Durante toda la noche que pasamos en Lom, en la que no pegué ojo a causa de las chinches, estuve buscándole un sentido a su última frase. Obviamente debió darse cuenta de que yo era un renegado, pero optó por disimular. Me sentía avergonzado de mi engaño, de no haberme atrevido a decirle la verdad en forma clara y concluyente. Pero él también había disimulado. Se hizo el que no comprendía lo ocurrido. Aún era de noche cuando fui al cuarto de Buco, quien tampoco podía dormir a causa de las chinches, y le pregunté:

—¿Qué le dijiste al Dr. Menachemoff? ¿Le dijiste qué estoy estudiando?

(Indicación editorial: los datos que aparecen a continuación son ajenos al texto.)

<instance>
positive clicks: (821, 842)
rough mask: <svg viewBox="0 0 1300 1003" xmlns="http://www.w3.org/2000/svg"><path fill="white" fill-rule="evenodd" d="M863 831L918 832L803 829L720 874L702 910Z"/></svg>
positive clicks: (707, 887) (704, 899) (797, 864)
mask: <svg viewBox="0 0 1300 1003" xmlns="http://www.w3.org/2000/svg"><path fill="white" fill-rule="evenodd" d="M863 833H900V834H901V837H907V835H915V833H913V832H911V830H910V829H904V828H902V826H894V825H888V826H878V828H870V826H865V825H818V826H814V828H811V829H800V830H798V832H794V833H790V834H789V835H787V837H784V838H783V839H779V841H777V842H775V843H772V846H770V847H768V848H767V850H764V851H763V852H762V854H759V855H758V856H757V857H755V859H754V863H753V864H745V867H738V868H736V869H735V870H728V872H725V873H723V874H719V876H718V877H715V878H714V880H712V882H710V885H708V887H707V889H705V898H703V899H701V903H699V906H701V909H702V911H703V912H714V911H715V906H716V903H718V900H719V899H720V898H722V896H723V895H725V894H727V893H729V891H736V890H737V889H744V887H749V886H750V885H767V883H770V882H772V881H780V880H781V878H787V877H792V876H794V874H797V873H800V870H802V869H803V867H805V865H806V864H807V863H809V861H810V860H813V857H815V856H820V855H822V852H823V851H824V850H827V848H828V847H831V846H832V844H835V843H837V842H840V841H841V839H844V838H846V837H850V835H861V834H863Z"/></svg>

—Sí, química, ¿qué quieres que le dijera?

Era, pues, cierto que lo sabía, y había tratado de hacerme volver al buen camino. Fue el único que hizo lo que mi padre hubiera hecho: permitirme elegir libremente. Había sido testigo de lo que aquella vez surgiera entre mi padre y yo, y fue también el único en conservarlo. En el barco que me transportaba de vuelta a ese país, me había transmitido un mensaje sobre el que no tenía ningún derecho a los ojos del mundo. Y lo hizo empleando la astucia, no dándose por enterado de lo que había ocurrido. Lo que le importaba era la integridad del mensaje, la pureza de sus términos. Y no tuvo en cuenta mi estado de ánimo en el momento en que me lo transmitió.